La vision proposée par Lévy ignore un ensemble de débats, à la fois universitaires et socio-politiques, qui font rage actuellement en Inde. Sur le plan académique, la question de l’espace public a récemment fait l’objet de travaux novateurs relevant surtout des Gender Studies indiennes. Ainsi une série d’études sur la mobilité des femmes en ville mettent en évidence la co-existence de différents publics urbains, structurés par le sexe et par la classe bien plus que par la caste ou la religion, publics qui définissent, par leur présence ou par leur passage, des espaces publics distincts (Ranade, 2007).
Sur le plan des politiques publiques, contrairement à ce qu’écrit Lévy, l’urbain est devenu, depuis une dizaine d’année, une préoccupation majeure du gouvernement indien, comme en atteste un vaste programme d’investissements, la Jawaharlal Nehru National Urban Renewal Mission, qui concerne 65 villes. Ce programme soutient le renouvellement urbain à travers de nombreux projets, concernant notamment les transports, projets qui sont au centre d’un vif débat. Il suffit de parcourir les derniers numéros du très lu Economic and Political Weekly pour voir que l’usage de l’espace public soulève les passions en Inde aujourd’hui : le développement de la route au détriment du bus ou du train est très critiquée, et les voies de bus rapides (mises en place à Delhi ou Ahmedabad) ont déclenché de nombreuses réflexions sur la marche comme principal moyen de transport, et sur les façons de la rendre plus praticable.
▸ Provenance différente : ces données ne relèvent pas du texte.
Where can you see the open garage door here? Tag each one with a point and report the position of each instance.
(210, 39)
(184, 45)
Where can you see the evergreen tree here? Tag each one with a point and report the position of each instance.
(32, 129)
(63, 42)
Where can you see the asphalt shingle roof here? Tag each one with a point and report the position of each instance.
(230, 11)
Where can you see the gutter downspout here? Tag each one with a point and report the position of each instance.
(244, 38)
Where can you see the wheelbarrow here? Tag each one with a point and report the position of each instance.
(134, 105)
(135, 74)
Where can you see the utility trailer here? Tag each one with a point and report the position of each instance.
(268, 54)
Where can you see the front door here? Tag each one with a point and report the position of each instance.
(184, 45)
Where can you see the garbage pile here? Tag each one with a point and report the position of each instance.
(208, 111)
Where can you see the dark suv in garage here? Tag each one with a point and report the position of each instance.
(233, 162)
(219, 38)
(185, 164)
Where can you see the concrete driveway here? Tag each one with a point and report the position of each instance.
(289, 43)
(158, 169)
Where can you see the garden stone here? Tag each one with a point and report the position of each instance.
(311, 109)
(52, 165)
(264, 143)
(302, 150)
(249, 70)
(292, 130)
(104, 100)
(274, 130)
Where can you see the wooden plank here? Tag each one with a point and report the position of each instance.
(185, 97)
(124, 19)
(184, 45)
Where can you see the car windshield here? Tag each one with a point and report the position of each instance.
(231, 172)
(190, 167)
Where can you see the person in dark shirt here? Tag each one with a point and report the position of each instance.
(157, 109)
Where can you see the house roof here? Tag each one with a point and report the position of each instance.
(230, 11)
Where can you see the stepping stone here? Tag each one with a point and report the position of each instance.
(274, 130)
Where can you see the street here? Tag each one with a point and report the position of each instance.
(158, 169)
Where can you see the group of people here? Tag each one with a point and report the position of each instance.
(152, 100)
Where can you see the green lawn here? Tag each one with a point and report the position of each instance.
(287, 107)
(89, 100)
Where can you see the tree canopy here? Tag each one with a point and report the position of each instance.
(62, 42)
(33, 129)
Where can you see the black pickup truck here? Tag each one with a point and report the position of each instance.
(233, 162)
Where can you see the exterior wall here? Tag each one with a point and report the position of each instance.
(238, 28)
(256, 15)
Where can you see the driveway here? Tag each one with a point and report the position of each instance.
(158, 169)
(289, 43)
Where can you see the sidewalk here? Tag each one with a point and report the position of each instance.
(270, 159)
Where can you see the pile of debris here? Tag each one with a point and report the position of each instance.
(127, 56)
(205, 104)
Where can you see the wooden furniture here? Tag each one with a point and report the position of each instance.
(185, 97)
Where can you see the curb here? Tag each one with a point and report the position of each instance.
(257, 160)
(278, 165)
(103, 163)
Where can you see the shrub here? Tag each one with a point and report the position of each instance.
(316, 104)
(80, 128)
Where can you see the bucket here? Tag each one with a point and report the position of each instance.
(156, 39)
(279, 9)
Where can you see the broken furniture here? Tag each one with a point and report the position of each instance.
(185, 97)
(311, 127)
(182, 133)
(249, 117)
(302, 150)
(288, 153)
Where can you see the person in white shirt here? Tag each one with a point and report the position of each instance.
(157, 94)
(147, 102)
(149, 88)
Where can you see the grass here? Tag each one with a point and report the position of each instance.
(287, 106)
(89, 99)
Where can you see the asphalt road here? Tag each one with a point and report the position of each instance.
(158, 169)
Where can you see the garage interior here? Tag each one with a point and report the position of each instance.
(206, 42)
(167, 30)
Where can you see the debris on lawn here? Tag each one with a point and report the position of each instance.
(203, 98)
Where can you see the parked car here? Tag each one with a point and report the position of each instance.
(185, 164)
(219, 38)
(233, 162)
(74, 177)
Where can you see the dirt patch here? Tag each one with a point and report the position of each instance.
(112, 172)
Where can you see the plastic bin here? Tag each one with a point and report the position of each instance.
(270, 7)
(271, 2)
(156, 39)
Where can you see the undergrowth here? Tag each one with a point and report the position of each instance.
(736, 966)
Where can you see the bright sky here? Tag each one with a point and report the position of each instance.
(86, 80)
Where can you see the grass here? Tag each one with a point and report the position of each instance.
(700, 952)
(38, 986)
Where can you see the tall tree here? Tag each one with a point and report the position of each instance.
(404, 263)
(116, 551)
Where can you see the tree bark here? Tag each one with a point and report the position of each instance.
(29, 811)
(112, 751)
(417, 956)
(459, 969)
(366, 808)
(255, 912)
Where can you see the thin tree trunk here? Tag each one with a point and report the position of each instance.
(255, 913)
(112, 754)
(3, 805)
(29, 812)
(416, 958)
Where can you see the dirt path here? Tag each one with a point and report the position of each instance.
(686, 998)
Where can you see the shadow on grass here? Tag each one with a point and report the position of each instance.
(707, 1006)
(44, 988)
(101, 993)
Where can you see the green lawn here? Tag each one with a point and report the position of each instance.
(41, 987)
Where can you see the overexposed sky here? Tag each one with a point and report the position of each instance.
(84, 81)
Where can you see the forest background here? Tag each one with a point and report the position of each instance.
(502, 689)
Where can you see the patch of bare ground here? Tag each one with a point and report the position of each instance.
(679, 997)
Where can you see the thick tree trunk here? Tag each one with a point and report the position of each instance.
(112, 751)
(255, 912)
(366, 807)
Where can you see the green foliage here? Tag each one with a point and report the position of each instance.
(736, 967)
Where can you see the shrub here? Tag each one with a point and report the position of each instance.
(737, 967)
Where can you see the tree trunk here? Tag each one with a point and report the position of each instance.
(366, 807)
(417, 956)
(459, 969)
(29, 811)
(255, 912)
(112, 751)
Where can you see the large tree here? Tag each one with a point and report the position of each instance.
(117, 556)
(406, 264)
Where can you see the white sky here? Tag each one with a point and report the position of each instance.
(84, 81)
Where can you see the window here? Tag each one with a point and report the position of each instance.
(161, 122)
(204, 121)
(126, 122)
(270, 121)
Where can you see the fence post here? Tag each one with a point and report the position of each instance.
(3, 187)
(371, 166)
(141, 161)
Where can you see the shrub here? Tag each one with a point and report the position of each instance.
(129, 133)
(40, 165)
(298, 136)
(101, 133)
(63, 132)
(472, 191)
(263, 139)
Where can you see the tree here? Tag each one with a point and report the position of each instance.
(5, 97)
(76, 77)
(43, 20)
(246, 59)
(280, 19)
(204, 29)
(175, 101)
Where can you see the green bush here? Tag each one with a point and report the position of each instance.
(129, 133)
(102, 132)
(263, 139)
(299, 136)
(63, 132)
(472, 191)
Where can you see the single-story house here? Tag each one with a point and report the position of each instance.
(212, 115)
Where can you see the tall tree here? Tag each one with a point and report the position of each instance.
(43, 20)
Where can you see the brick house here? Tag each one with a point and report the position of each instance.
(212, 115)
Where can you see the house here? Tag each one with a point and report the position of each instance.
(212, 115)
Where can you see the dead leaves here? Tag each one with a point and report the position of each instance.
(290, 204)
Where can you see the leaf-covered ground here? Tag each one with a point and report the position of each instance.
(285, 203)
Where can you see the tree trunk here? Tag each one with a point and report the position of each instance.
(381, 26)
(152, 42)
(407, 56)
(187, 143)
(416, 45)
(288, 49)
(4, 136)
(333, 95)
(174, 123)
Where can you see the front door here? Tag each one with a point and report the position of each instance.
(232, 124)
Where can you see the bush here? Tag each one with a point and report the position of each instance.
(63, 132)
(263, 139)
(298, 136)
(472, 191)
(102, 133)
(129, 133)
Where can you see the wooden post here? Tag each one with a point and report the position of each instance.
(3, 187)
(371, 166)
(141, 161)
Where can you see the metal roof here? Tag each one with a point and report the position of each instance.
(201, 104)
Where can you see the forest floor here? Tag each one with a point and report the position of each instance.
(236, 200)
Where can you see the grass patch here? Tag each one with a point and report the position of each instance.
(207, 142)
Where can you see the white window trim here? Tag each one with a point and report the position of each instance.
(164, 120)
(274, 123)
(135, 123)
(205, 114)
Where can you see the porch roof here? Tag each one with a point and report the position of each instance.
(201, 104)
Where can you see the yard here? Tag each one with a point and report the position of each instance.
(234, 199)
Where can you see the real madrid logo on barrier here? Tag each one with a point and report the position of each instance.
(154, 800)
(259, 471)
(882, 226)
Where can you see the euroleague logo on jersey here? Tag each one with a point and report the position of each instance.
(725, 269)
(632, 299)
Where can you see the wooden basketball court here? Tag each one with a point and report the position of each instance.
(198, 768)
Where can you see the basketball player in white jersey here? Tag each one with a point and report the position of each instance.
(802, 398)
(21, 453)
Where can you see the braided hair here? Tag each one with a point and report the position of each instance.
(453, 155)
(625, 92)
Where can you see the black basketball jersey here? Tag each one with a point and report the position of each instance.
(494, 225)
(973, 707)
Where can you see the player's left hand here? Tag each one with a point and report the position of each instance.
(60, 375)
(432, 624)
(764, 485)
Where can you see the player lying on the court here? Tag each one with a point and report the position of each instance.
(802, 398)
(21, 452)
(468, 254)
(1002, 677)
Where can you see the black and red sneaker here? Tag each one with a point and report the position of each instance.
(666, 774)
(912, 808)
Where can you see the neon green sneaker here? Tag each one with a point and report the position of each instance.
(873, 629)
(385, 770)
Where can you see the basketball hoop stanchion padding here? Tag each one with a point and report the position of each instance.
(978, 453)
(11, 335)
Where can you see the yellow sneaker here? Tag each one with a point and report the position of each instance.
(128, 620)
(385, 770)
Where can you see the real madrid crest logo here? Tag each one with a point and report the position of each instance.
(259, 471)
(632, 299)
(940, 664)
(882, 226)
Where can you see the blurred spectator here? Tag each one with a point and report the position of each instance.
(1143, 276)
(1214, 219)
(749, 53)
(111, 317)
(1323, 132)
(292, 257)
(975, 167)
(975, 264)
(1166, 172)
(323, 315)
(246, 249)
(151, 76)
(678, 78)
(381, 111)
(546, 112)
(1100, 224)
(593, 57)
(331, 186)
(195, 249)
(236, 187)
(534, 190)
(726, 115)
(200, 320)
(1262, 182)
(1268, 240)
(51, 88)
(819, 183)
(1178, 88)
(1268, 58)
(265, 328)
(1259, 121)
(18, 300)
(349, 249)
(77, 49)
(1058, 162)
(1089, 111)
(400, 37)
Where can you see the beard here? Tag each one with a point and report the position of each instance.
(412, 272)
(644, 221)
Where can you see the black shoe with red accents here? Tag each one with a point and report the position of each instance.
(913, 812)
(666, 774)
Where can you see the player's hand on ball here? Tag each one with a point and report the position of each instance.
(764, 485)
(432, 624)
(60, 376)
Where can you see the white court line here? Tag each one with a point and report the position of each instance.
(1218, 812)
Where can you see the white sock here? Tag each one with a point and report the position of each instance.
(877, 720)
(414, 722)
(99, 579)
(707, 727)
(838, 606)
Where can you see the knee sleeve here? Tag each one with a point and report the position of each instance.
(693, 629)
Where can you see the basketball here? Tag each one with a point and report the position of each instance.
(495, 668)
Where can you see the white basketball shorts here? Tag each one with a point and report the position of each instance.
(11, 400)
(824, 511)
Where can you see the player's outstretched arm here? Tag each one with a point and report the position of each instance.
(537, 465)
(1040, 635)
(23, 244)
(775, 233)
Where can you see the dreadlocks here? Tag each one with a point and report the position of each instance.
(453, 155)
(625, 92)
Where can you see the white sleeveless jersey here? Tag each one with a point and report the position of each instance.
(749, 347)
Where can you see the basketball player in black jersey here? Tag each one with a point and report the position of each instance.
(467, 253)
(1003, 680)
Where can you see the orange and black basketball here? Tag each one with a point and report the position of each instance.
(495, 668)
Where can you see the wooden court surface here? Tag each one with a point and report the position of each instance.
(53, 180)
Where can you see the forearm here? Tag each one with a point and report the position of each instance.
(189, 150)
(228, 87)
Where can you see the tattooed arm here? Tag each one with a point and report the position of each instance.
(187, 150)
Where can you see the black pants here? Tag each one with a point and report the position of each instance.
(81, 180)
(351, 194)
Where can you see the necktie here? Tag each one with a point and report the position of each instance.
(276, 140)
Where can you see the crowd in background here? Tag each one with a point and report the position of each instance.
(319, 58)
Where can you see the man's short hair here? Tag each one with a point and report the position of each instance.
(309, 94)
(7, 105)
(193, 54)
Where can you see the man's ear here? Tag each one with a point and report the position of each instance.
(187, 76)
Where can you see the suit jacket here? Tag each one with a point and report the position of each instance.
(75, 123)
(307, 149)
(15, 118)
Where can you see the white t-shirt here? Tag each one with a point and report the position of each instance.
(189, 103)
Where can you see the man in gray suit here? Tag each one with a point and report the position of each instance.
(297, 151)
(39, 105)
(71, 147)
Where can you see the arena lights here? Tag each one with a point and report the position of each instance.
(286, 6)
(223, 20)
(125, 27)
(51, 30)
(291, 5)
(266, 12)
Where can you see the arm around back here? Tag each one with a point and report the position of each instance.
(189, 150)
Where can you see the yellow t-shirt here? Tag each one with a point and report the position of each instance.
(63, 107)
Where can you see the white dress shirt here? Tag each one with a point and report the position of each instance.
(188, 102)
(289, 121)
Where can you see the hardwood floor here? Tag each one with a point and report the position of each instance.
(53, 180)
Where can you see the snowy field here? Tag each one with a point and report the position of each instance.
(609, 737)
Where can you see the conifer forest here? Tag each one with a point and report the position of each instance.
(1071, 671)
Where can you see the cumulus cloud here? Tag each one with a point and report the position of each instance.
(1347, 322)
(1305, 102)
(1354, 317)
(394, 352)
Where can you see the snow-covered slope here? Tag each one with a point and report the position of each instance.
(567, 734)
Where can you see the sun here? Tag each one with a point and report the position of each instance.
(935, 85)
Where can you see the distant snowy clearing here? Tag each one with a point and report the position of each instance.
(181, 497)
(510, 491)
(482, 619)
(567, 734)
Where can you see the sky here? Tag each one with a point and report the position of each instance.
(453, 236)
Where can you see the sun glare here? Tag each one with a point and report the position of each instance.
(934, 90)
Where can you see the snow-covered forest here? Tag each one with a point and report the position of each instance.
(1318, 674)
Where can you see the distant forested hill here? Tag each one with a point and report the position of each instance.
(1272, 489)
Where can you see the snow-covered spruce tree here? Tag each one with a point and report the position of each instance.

« Interroger [les sociétés] dans leurs temps longs ».
Quelque profondeur historique aurait effectivement été utile à cette réflexion sur « l’esprit public » en Asie du Sud. Plusieurs chercheurs ont analysé le processus par lequel la libéralisation de l’économie indienne, depuis le début des années 1990, a permis l’expansion et la montée en puissance d’une élite urbaine (Deshpande, 1997), aspirant à un mode de vie occidentalisé, qui soutient des choix urbanistiques qui excluent les pauvres, notamment la construction de routes tout entières dédiées aux voitures, ou encore les centres commerciaux à l’américaine. Il est également dommage de ne pas mentionner la littérature historiographique sur l’espace public, la sphère publique, et plus largement la civilité en Inde (Rajeev and Reifeld, 2005) — je pense notamment à une très fine comparaison entre le « coffee house » d’Habermas et l’ashram de Gandhi, qui montre comment ce dernier inventa des formes nouvelles de « théâtre politique » pour développer une variante indienne de l’espace public (Rudolph et Rudolph, 2003).
« Un comparatisme sans complexe ».
Comparer implique une réduction de la complexité, un aplatissement des contextes, une mise en sourdine des nuances, certes. Mais la façon dont Lévy passe de la notion d’espace public (précisément définie) à celles (beaucoup plus floues) de biens publics, de politiques publiques et de scène publique est trop rapide pour être convaincante. On peut aussi se demander pourquoi seule la ville de Chandigarh bénéficie d’un traitement détaillé, alors qu’elle est peu représentative de l’ensemble, puisque dessinée par Le Corbusier.
Pour éviter l’écueil — qu’il dénonce — du culturalisme, Lévy aurait pu prendre en compte un certain nombre de déterminants matériels de l’espace public : quelle est la taille de l’espace, quelle est la taille du public, à Paris et à Delhi, pour prendre deux exemples au hasard ? Les villes dont il est question ici sont caractérisées par des densités extrêmes ; leurs infrastructures sont mises à rude épreuve par une population qui est bien supérieure à celle pour laquelle elles ont été prévues — une ville comme Delhi accueille chaque année environ deux cent mille nouveaux migrants !
Oui, la rue est un site important de la vie sociale, et les interactions qui s’y déploient sont révélatrices des rapports sociaux — mais seulement dans une certaine mesure. Oui, l’espace public, défini à l’aune de l’expérience européenne, est rare en Inde. Mais aller au-delà de ce constat implique de « recalibrer » (Rudolph et Rudolph, 2003, p. 80) le concept d’une part, et de saisir dans quels termes la question se pose dans les sociétés étudiées d’autre part, afin que le comparatisme ne se résume pas à une comparaison unilatérale.